Amendments in 2020  to the law on terrorist lists expanded the punitive measures associated with the lists, giving courts the power to impose blanket asset freezes and to impose a freeze on membership in professional syndicates and boards of companies to anyone included on a terrorist list. In the original 2015 law, evidence demonstrating the use of assets in terrorist activities was required for asset freezes. 

The amendments to alter the existing law on non-disciplinary dismissal were first proposed in November 2020 by MP Ali Badr and received quick initial approval from lawmakers elected to the 2015-2020 House. They were not issued before the end of the former House’s term, however.

Badr, along with 10 other MPs, put forward the amendment again in May, shortly after Transportation Minister Major General Kamel al-Wazir suggested the law should be enacted in the wake of two major railway incidents earlier this year which led to the deaths of over 40 people within a month. At the time, Wazir blamed the poor condition of the national rail network on what he said were over 160 “agitators and extremists” employed by the Egyptian Railway Authority.

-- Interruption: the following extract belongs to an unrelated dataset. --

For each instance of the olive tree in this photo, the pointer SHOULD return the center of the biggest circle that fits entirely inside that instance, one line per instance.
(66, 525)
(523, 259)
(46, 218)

Although the amendments have yet to be signed into law,  state employees in several sectors have already faced dismissal or suspension from their jobs for similar reasons. In early May, Wazir sacked a senior official at the railway authority responsible for maintenance operations, Samy Abdel Fattah, telling the privately owned Al-Watan newspaper at the time that “no extremist elements will be allowed in the railway system.”

After two more train incidents in June, Wazir announced that 13 railway employees identified as “agitators” had been suspended from work for three months and their salaries halved. He also claimed at the time that the Muslim Brotherhood had hired 3,000 railway employees during the administration of the deceased former President Mohamed Morsi who “were not useful to us” and “only get paid.”

State employees were also uprooted en masse from the Education Ministry in 2019, when incumbent minister Tarek Shawky fired 1,070 teachers for “adopting extremist ideas.”